I believe that, although the threat of a conservative backlash is real, recent developments have shown it is highly unlikely. President Dilma Rousseff seemed to have satisfied many of the protesters' demands by ensuring that the voices from the streets, however chaotic and diverse, were being heard attentively.
On 25 June, after a meeting with governors, mayors and manifestations' leaders, she announced important initiatives, such as the creation of a National Pact for urban mobility, support to the project, which aims to direct 100% of oil royalties to education, support to a law project that determines more severe punishment for corruption and a plebiscite for political reform.
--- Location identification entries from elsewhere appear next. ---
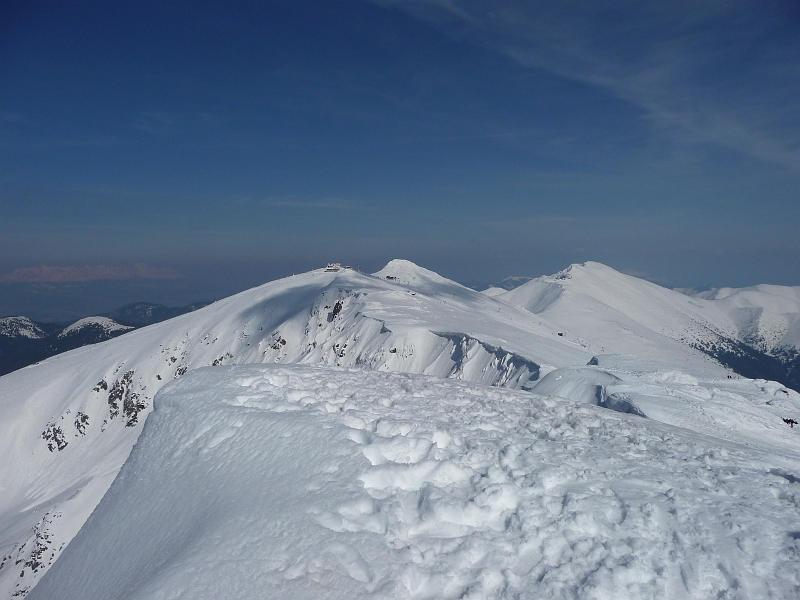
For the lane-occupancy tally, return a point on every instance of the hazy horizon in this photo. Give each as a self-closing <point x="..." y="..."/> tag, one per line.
<point x="185" y="151"/>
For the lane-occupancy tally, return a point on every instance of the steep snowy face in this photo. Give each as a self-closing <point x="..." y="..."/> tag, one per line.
<point x="20" y="327"/>
<point x="70" y="421"/>
<point x="307" y="482"/>
<point x="627" y="315"/>
<point x="767" y="316"/>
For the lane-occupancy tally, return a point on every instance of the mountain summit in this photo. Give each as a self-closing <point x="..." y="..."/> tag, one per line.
<point x="434" y="411"/>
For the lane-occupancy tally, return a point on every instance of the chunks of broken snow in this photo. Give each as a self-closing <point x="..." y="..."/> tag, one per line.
<point x="308" y="482"/>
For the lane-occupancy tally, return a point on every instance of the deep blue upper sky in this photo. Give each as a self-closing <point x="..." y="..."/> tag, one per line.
<point x="224" y="144"/>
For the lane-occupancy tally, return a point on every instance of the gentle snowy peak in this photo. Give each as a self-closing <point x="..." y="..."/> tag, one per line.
<point x="102" y="325"/>
<point x="356" y="423"/>
<point x="308" y="482"/>
<point x="623" y="314"/>
<point x="15" y="327"/>
<point x="767" y="316"/>
<point x="74" y="417"/>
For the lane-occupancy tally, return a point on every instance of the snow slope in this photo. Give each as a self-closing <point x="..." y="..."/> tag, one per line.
<point x="103" y="324"/>
<point x="767" y="316"/>
<point x="307" y="482"/>
<point x="20" y="327"/>
<point x="70" y="421"/>
<point x="621" y="314"/>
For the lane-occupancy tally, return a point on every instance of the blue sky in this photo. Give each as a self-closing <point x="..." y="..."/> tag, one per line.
<point x="220" y="145"/>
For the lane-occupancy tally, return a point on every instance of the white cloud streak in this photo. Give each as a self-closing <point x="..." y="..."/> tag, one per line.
<point x="67" y="274"/>
<point x="721" y="73"/>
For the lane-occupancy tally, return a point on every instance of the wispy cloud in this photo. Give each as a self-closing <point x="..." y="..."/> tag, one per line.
<point x="319" y="203"/>
<point x="721" y="73"/>
<point x="65" y="274"/>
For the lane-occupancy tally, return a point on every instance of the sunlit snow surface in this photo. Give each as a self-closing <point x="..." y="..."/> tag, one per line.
<point x="319" y="482"/>
<point x="434" y="483"/>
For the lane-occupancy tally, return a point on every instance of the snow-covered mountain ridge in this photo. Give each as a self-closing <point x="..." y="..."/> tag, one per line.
<point x="70" y="422"/>
<point x="15" y="327"/>
<point x="755" y="331"/>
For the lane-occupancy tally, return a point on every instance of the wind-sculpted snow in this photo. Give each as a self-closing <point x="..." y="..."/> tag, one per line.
<point x="308" y="482"/>
<point x="69" y="422"/>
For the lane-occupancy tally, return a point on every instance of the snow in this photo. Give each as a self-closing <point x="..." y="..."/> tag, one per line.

Likewise, the National Congress already announced that they will debate solutions for claims raised in the manifestations.
The protests take up different meanings every day, and are affected by cultural, geographic and political factors, as well as being influenced by the reaction of the local military police. However, there is a risk that the political groups not involved will claim leadership over the protests because many people do not know what they are actually protesting about.
It is true that the manifestations lack focus – it is about a myriad of problems, some of which date back to our colonial times, and thus cannot be solved overnight. But much can and is already being done to improve our country. Most importantly, politicians are being reminded that the power lies with the voters – and it seems that they are quite worried.
Our generation has never had such a prominent role in achieving social and political change in Brazil. I believe this is not only a Brazilian movement, it is global. Thanks to social media, our generation – from Egypt, to Wall St., Turkey and Brazil – has realised that we can pressure for democratic systems that are more participative and sensitive to popular demands. Our challenge now is to keep the momentum going, in order to try and forge new permanent channels that make the voice of youth heard by those in power.